Mom is a Cootie Queen

Ike Jan 2016

Happy New Year!  Hope all my friends are doing well.  Things are good here at the farm especially since I haven’t had to go anywhere since before Thanksgiving.  It has given me time to catch up with my barn buddies and contemplate the writings of Baruch Spinoza.  He is credited with saying, “I have striven not to laugh at human actions, not to weep at them, nor to hate them, but to understand them.”  No offense to Mr. Spinoza, but how can I not laugh at human actions?  I guess he hasn’t met my mother or her friends.  It is a veritable comedy routine of hilarity for my pals and me.  It is beyond comprehension why they do the things they do, but we sure do get a good chuckle from watching them go about their day-to-day lives. 

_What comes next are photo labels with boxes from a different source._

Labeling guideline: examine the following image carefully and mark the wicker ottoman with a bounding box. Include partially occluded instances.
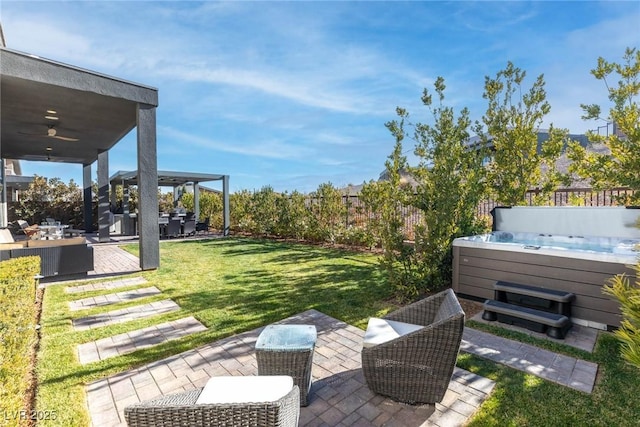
[256,325,317,406]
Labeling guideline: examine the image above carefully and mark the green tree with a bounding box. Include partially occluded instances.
[475,62,568,206]
[276,191,310,239]
[568,48,640,205]
[410,77,486,290]
[199,192,223,230]
[14,175,84,227]
[361,108,422,299]
[229,189,253,232]
[310,182,347,243]
[250,185,281,235]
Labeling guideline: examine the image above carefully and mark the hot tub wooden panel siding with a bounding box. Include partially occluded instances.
[453,246,635,326]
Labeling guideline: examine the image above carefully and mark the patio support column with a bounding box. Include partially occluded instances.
[222,175,230,236]
[98,151,111,242]
[137,104,160,270]
[0,159,9,228]
[122,181,131,217]
[193,181,201,221]
[82,164,93,233]
[109,182,118,209]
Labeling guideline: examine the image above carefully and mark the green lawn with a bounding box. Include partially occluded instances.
[37,238,640,426]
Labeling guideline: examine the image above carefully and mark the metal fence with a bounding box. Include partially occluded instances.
[320,188,633,238]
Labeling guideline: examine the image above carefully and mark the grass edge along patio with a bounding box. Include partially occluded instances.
[16,238,640,426]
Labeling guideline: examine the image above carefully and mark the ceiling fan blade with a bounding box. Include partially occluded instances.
[52,135,79,142]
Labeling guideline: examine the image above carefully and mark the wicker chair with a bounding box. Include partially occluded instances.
[362,289,465,404]
[124,380,300,427]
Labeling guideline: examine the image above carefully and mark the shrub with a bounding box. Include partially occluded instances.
[603,261,640,368]
[0,257,40,426]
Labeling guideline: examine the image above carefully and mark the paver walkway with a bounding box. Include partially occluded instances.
[88,245,140,277]
[86,310,495,427]
[64,277,147,294]
[69,286,160,311]
[460,328,598,393]
[72,299,180,331]
[78,316,207,365]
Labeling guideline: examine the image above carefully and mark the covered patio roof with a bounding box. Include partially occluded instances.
[0,48,158,164]
[0,43,160,270]
[109,171,230,235]
[109,171,225,187]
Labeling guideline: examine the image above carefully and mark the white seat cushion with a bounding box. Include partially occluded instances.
[362,317,424,348]
[196,375,293,405]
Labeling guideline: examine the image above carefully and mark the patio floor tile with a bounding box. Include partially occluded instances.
[460,328,598,393]
[87,310,494,427]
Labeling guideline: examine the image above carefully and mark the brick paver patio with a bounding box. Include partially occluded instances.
[460,328,598,393]
[87,310,494,427]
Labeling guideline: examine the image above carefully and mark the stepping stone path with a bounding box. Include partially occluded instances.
[460,328,598,393]
[64,277,147,294]
[69,286,161,311]
[73,299,180,331]
[78,316,207,365]
[70,277,207,365]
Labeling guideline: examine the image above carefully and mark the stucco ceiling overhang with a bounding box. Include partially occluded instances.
[0,48,158,164]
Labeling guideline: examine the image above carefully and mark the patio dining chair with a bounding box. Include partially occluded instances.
[124,376,300,427]
[362,289,465,404]
[166,217,182,237]
[196,217,209,233]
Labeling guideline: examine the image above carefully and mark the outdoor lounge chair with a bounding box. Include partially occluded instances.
[362,289,464,404]
[196,217,209,233]
[182,219,196,237]
[166,217,181,237]
[124,376,300,427]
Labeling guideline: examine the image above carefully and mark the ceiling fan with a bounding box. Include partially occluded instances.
[18,125,78,142]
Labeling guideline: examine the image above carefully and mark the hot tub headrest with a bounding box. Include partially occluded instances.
[491,206,640,239]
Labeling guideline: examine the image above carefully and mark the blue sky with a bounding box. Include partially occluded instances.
[0,0,640,192]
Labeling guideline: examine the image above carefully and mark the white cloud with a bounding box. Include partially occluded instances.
[158,126,312,160]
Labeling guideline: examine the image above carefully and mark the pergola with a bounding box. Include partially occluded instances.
[109,171,229,236]
[0,47,160,270]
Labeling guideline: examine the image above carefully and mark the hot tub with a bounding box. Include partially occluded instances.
[453,208,640,329]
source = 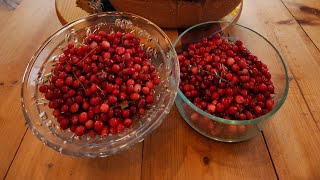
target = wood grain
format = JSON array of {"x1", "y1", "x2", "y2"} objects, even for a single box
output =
[
  {"x1": 282, "y1": 0, "x2": 320, "y2": 49},
  {"x1": 0, "y1": 0, "x2": 320, "y2": 180},
  {"x1": 0, "y1": 0, "x2": 61, "y2": 179},
  {"x1": 55, "y1": 0, "x2": 89, "y2": 24},
  {"x1": 142, "y1": 30, "x2": 276, "y2": 180},
  {"x1": 239, "y1": 0, "x2": 320, "y2": 179},
  {"x1": 6, "y1": 130, "x2": 142, "y2": 180}
]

Mom has apparently had an alien take up residence in her head because she has been sick since the day after Christmas.  While my brother and I do feel bad for her, it has meant that I have had a really nice break from the rigors of regular training.  She has tried to claim that she was “better” on a couple of occasions, but when she can’t make it through a 30 minute ride without blowing her nose 10 times, I would argue that she it is time for her to see the vet.  If I had a runny nose for that long, I would have been poked and prodded multiple times and been subjected to yucky syringes of ground up medicine disguised as apple sauce (you are fooling no one Mom!).  Can someone please make her an appointment?  Hopefully Dad knows how to grind up the pills and fill the syringes.  Now there is a funny image of Dad cramming medicine-laced apple sauce in Mom’s mouth. 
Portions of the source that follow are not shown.